Compiler and toolchain, and all the 'standard' UNIX tools: the shell, the text utils like cat, grep, awk, etc.
Basically, back in the 80s, the FSF, reimplemented what was at that time nearly the entirety of what was called UNIX except the kernel (which was what the HURD project was/is). It was to be the GNU OS. While the kernel was in development, the userspace tools were developed and ported to other UNIX systems like sunos as a replacement for the often deficient historical versions supported by the UNIX vendors.
So when Linus came along and wrote a UNIX-like kernel using gcc, he could load all those programs on and have a mostly functioning UNIX environment. This was the reason RMS objected to calling it just Linux, at that time the majority of the code running on the system was GNU. It was probably a legitimate point at the time. And even if there were a different compiler, without a set of userspace tools that people could freely get and use it is unlikely Linux would have been able to take off.

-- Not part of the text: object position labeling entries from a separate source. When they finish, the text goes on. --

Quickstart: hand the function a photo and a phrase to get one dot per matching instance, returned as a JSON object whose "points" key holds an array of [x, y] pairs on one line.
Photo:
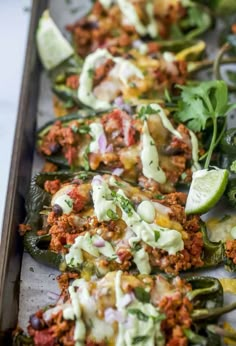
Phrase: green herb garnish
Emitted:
{"points": [[142, 295], [200, 104], [138, 339], [112, 215], [140, 315], [83, 129], [145, 111]]}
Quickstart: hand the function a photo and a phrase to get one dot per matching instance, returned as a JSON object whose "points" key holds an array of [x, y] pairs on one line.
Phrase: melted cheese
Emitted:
{"points": [[102, 200], [96, 131], [196, 166], [150, 158]]}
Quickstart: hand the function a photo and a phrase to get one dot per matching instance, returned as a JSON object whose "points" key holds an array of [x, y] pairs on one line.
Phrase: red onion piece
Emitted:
{"points": [[112, 315], [119, 101], [102, 142], [97, 180], [99, 243], [118, 171], [126, 300]]}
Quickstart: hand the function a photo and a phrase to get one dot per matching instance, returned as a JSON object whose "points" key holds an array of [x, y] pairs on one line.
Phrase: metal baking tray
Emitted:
{"points": [[20, 175], [23, 282]]}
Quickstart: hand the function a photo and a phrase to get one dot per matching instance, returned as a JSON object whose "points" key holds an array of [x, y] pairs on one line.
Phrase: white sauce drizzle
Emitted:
{"points": [[196, 166], [150, 157]]}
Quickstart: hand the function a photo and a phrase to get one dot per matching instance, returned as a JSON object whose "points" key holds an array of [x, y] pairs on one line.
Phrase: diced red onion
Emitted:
{"points": [[162, 209], [119, 101], [102, 142], [99, 243], [118, 171], [126, 300], [97, 180]]}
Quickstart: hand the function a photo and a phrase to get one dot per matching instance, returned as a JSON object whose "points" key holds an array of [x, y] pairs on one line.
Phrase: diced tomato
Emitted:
{"points": [[43, 338], [52, 186], [120, 121], [79, 200]]}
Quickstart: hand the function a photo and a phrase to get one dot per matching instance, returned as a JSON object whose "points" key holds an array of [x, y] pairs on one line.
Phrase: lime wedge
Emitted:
{"points": [[206, 189], [52, 46]]}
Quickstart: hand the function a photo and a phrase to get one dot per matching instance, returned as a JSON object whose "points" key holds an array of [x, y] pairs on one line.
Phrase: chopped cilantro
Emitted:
{"points": [[86, 159], [112, 215], [142, 295], [84, 129], [69, 203], [145, 111], [156, 235], [125, 204], [202, 103], [138, 339], [140, 315]]}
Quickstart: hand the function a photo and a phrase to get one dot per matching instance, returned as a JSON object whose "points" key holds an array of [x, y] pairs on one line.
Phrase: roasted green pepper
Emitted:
{"points": [[193, 299], [114, 140], [37, 245]]}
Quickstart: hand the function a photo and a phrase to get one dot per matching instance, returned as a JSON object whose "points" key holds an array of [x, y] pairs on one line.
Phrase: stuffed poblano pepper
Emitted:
{"points": [[147, 148], [149, 26], [124, 309], [228, 160], [94, 223], [104, 77]]}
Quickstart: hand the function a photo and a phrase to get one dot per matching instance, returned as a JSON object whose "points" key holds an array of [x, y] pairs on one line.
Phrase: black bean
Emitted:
{"points": [[36, 322], [57, 209]]}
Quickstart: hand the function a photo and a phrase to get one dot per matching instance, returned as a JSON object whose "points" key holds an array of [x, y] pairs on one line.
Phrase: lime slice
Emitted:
{"points": [[206, 189], [52, 46]]}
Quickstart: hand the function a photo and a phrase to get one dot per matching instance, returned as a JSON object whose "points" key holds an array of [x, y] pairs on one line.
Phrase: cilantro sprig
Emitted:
{"points": [[201, 104]]}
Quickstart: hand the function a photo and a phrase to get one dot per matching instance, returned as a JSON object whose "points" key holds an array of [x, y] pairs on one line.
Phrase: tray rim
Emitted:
{"points": [[11, 248]]}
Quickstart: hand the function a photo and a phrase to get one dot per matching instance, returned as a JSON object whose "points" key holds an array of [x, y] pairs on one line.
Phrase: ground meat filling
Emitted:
{"points": [[123, 147], [55, 330], [230, 250], [107, 29], [65, 228]]}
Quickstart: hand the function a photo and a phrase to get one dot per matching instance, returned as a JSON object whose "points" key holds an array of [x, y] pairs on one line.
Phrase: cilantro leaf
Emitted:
{"points": [[142, 295], [202, 103]]}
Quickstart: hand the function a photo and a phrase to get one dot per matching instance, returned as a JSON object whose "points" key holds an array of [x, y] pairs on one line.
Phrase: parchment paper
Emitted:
{"points": [[38, 281]]}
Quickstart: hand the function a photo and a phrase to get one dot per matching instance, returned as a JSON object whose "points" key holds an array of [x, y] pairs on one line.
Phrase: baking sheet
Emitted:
{"points": [[38, 281]]}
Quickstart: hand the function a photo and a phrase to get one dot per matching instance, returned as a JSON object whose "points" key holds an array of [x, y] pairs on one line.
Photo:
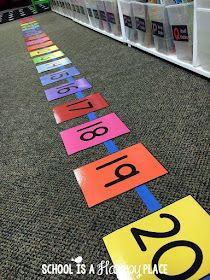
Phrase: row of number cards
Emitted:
{"points": [[176, 235]]}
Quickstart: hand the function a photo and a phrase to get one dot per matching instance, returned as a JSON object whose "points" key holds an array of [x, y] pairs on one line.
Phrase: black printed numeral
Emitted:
{"points": [[99, 131], [180, 243], [90, 105], [66, 89], [120, 177]]}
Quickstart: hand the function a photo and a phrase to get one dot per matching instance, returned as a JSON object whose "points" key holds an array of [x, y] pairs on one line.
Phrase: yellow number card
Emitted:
{"points": [[170, 244]]}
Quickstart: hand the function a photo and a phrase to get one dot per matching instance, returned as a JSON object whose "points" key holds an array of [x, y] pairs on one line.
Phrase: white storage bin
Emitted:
{"points": [[68, 8], [60, 7], [161, 29], [113, 16], [203, 4], [73, 8], [203, 19], [128, 18], [181, 20], [90, 12], [104, 25], [94, 16], [83, 11], [65, 10], [143, 24], [77, 10]]}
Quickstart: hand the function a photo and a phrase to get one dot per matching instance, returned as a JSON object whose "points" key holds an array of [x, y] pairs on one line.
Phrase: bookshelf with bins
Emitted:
{"points": [[178, 33]]}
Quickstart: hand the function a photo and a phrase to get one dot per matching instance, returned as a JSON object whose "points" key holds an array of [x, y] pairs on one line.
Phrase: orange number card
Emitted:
{"points": [[35, 37], [117, 173], [81, 107], [39, 46]]}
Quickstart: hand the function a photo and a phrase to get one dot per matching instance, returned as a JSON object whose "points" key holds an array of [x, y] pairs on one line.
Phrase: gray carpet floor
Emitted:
{"points": [[43, 215]]}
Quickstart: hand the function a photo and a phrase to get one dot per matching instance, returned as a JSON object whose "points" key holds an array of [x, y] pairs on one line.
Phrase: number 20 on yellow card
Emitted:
{"points": [[170, 244]]}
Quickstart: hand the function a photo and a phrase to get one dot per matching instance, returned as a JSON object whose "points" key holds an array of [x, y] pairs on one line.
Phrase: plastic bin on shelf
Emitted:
{"points": [[181, 20], [68, 8], [83, 11], [90, 12], [104, 24], [113, 16], [129, 22], [161, 29], [143, 24], [203, 20], [60, 8], [65, 10], [73, 8], [77, 10], [93, 13], [203, 4]]}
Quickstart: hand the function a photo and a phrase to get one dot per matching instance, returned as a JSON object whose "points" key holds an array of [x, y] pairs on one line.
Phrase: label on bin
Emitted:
{"points": [[82, 10], [157, 29], [127, 21], [102, 15], [90, 12], [96, 15], [140, 24], [180, 33], [111, 17]]}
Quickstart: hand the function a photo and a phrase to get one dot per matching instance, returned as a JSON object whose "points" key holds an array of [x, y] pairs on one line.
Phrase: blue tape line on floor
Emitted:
{"points": [[144, 193]]}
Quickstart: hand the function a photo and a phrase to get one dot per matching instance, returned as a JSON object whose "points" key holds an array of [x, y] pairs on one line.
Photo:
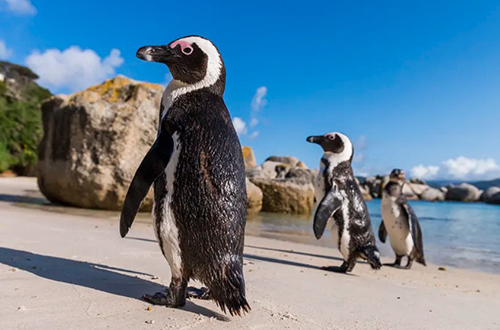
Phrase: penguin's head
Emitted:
{"points": [[336, 144], [191, 60], [397, 175]]}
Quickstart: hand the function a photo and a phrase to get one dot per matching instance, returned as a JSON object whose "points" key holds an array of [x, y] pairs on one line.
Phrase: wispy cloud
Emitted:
{"points": [[258, 103], [462, 168], [5, 52], [240, 126], [73, 68], [20, 7]]}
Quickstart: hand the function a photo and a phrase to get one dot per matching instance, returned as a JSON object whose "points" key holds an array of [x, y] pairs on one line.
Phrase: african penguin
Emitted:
{"points": [[197, 168], [340, 199], [400, 222]]}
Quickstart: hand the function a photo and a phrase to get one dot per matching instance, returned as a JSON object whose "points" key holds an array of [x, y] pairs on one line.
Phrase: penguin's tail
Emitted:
{"points": [[228, 289], [372, 256]]}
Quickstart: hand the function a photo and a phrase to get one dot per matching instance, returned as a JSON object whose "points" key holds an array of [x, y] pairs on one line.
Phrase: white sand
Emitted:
{"points": [[65, 271]]}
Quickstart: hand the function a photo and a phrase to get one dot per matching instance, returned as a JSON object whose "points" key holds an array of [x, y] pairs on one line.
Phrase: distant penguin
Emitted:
{"points": [[197, 168], [400, 222], [340, 199]]}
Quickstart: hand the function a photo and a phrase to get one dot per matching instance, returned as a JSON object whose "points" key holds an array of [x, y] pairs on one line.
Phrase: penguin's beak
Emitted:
{"points": [[156, 53], [316, 139]]}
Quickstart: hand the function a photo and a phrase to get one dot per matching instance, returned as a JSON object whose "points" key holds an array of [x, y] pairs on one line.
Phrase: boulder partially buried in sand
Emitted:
{"points": [[254, 199], [94, 141], [286, 196]]}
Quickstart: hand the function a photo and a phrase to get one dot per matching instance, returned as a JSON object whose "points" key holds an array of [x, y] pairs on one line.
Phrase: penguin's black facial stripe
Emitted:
{"points": [[333, 144], [190, 64]]}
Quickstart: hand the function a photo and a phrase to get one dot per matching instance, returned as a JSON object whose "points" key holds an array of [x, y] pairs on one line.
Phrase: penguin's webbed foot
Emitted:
{"points": [[394, 265], [168, 299], [198, 293], [343, 269]]}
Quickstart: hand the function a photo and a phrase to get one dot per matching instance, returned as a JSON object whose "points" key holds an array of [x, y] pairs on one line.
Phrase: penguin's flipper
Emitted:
{"points": [[153, 164], [382, 232], [416, 232], [330, 203]]}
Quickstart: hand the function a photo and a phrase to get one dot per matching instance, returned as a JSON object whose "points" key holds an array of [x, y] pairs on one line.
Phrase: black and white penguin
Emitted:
{"points": [[340, 199], [400, 222], [197, 168]]}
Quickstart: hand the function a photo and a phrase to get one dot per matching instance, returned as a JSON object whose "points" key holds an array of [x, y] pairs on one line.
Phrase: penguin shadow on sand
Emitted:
{"points": [[113, 280], [334, 269]]}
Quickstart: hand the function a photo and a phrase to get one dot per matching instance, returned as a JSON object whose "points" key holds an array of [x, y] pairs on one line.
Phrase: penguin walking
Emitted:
{"points": [[340, 199], [400, 222], [197, 168]]}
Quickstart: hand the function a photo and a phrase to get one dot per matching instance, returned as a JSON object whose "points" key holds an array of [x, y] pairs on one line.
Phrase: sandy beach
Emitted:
{"points": [[69, 270]]}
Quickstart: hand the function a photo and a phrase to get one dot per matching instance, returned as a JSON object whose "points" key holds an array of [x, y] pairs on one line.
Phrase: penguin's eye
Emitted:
{"points": [[187, 50]]}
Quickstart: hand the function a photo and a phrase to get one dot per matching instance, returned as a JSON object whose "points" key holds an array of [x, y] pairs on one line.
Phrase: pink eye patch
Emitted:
{"points": [[186, 47]]}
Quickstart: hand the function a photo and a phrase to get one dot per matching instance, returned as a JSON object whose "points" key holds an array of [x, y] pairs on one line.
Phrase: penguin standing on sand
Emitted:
{"points": [[400, 222], [197, 169], [340, 199]]}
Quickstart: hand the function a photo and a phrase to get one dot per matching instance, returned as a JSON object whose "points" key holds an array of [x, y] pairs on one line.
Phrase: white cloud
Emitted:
{"points": [[21, 7], [424, 172], [462, 168], [253, 135], [259, 99], [5, 52], [240, 126], [253, 122], [73, 68]]}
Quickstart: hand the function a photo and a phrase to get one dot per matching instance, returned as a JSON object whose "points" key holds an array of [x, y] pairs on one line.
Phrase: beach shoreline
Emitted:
{"points": [[67, 271]]}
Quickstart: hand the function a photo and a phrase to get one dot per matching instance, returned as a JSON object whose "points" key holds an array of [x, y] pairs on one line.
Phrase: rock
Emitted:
{"points": [[302, 165], [94, 141], [300, 175], [249, 157], [286, 196], [269, 168], [489, 193], [418, 181], [432, 195], [254, 199], [463, 193], [284, 159], [409, 193], [258, 172], [282, 170]]}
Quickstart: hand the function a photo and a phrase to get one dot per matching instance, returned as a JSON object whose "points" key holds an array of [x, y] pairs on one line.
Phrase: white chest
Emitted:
{"points": [[396, 224]]}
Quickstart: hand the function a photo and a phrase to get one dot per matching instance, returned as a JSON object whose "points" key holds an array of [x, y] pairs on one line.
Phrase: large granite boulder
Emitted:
{"points": [[432, 195], [269, 168], [254, 199], [300, 175], [284, 159], [249, 157], [489, 193], [463, 193], [94, 141], [286, 196]]}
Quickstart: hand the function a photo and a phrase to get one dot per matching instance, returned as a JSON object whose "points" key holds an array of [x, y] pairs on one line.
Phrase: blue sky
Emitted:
{"points": [[415, 85]]}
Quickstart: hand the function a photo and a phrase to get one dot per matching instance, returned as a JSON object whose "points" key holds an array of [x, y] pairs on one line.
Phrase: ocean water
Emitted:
{"points": [[463, 235]]}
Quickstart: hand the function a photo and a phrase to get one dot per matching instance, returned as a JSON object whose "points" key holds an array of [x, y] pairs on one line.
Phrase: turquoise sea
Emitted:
{"points": [[463, 235]]}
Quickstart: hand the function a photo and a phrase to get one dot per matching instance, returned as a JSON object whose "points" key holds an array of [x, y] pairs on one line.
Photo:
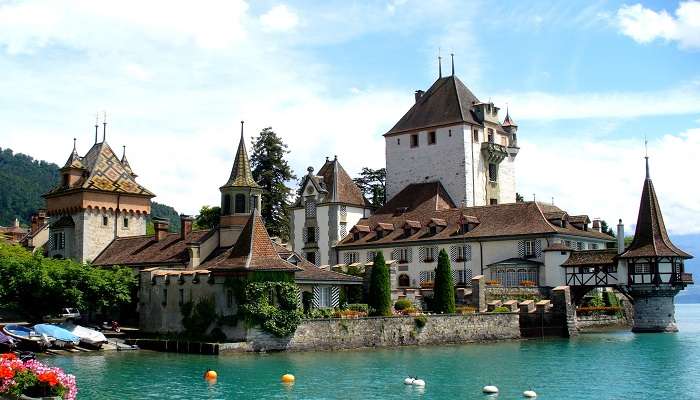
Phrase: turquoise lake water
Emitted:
{"points": [[617, 365]]}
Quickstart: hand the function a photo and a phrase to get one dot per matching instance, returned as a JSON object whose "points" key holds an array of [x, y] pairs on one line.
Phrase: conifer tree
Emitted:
{"points": [[271, 171], [379, 300], [444, 291]]}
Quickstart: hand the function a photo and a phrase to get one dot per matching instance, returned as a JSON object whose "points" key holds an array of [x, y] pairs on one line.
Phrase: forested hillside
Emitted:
{"points": [[23, 180]]}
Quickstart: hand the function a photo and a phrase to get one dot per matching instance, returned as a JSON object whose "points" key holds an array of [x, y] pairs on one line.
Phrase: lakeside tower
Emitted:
{"points": [[96, 201]]}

Now, of course, a huge part of the user experience is provided by X11, the desktop environments, and various graphical appliations. GNOME is part of the GNU project but X.org, KDE, and most of the applications are not. So it isn't really true that GNU software is still the majority of the OS. Of course, the kernel is even less important in terms of the user environment, and despite all the other software around it, GNU utilities are what makes it (not) UNIX.